May 24, 2001 : Dell Goes After Market Share


📅 - In a series of press briefings in Austin, Texas, James Vanderslice, president of Dell Computer Corp. (dell.com) has declared war on the company's competitors, announcing price-cutting measures designed to grab market share for Dell, as well as suggesting that it might be interested in making an acquisition.

Dell says that although it is already the world's number one computer maker, it intends to take advantage of the slowing economy, and the resulting fall in component prices, to take a bigger piece of the computer market, and possibly remove some of the competition.
The company says its direct sales model is better suited than other companies to take advantage of the cost of components, falling at about 1 percent per week. Dell says that because it keeps virtually no inventory, its direct sales model allows it to pass on the falling prices to its customers within three days, compared to as much as 60 days for some competitors.
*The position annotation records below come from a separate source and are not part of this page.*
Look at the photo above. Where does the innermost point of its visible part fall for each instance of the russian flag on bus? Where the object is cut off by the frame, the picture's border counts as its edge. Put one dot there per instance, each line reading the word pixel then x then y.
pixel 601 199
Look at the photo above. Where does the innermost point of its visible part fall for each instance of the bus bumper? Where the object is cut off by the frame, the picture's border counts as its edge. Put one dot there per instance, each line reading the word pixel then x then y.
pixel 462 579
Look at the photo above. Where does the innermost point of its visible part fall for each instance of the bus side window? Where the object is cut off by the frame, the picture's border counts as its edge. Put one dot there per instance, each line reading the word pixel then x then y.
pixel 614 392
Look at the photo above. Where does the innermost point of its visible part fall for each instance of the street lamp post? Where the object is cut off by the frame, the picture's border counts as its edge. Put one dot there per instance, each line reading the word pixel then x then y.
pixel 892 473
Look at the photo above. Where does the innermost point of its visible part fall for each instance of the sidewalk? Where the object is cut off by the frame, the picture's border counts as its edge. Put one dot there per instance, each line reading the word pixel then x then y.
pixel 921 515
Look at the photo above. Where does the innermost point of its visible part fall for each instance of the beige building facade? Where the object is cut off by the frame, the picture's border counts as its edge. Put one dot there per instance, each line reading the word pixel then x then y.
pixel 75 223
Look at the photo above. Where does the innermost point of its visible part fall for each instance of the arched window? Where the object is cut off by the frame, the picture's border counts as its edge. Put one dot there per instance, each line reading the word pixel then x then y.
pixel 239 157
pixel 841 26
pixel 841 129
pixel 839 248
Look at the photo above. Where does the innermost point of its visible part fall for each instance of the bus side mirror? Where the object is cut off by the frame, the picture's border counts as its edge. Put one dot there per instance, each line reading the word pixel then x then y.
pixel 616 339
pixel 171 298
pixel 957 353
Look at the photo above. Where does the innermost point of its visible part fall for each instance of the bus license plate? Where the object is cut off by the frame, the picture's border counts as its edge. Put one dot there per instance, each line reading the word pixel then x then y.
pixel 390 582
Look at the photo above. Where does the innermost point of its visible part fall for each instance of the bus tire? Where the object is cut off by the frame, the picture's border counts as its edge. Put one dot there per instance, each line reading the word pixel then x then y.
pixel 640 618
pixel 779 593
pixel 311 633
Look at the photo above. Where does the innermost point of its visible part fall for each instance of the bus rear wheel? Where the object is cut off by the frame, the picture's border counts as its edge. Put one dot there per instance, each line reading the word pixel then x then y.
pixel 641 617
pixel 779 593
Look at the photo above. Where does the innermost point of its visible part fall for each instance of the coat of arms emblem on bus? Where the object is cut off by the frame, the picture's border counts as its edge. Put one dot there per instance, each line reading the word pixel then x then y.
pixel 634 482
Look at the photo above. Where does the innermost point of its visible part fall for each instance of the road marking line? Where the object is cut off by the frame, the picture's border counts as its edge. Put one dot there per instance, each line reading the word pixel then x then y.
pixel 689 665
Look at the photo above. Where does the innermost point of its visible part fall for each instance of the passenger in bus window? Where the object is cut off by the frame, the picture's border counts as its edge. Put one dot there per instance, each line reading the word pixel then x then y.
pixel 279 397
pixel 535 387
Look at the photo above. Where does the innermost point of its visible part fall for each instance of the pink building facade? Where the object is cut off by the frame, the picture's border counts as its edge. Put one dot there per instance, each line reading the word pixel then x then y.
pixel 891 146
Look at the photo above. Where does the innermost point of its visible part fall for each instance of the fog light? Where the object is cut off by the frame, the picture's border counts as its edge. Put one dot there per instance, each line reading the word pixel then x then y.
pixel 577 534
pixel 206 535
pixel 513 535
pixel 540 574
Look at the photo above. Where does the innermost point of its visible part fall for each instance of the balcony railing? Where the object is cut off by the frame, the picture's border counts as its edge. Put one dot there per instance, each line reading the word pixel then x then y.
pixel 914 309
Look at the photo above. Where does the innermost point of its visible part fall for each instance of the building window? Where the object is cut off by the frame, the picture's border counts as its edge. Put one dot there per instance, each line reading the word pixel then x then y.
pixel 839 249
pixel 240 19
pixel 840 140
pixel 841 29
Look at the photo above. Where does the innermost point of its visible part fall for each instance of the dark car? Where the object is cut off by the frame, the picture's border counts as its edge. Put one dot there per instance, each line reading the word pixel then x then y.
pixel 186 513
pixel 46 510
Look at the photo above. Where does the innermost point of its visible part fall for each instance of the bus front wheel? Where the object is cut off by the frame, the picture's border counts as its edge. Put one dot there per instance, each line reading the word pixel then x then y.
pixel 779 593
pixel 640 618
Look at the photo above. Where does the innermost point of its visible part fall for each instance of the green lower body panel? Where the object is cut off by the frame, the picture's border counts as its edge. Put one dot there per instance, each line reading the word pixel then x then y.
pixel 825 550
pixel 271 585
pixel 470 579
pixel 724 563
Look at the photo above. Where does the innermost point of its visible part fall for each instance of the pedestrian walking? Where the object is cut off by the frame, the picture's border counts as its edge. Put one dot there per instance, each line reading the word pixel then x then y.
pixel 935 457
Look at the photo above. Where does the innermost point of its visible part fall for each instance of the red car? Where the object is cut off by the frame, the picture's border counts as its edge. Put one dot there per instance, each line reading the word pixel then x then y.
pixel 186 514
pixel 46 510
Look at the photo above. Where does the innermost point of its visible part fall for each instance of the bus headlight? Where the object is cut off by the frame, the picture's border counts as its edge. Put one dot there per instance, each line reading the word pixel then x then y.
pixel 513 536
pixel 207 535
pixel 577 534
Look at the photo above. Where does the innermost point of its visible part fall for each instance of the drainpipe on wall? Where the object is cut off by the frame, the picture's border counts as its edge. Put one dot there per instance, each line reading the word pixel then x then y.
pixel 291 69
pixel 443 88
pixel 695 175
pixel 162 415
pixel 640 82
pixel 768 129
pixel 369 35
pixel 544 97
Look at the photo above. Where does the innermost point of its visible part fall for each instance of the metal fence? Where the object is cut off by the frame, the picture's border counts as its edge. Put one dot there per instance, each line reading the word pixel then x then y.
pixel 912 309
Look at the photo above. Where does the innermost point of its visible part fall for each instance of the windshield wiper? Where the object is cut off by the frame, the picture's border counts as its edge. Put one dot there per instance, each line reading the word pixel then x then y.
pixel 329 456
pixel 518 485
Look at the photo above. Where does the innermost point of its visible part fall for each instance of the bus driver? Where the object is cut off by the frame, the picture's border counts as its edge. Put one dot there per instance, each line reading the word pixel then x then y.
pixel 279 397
And while Dell announced earlier in May that it had surpassed Compaq Computer Corp. as the world's top server maker on a units-shipped basis, the company says it has set its sights on taking the number one spot in the server and storage market.
Dell says it is pricing to capture the market. Once it has the footprints, says the company, it has good evidence that it will keep the account.
In addition to the marketing strategy, Vanderslice said Dell is considering using its $8 billion in cash for a strategic acquisition. While Dell has typically been reluctant to buy other companies because of its concerns that mergers usually fail, the company says it is on the lookout for possible purchases that may even include business not operating on the direct sale model.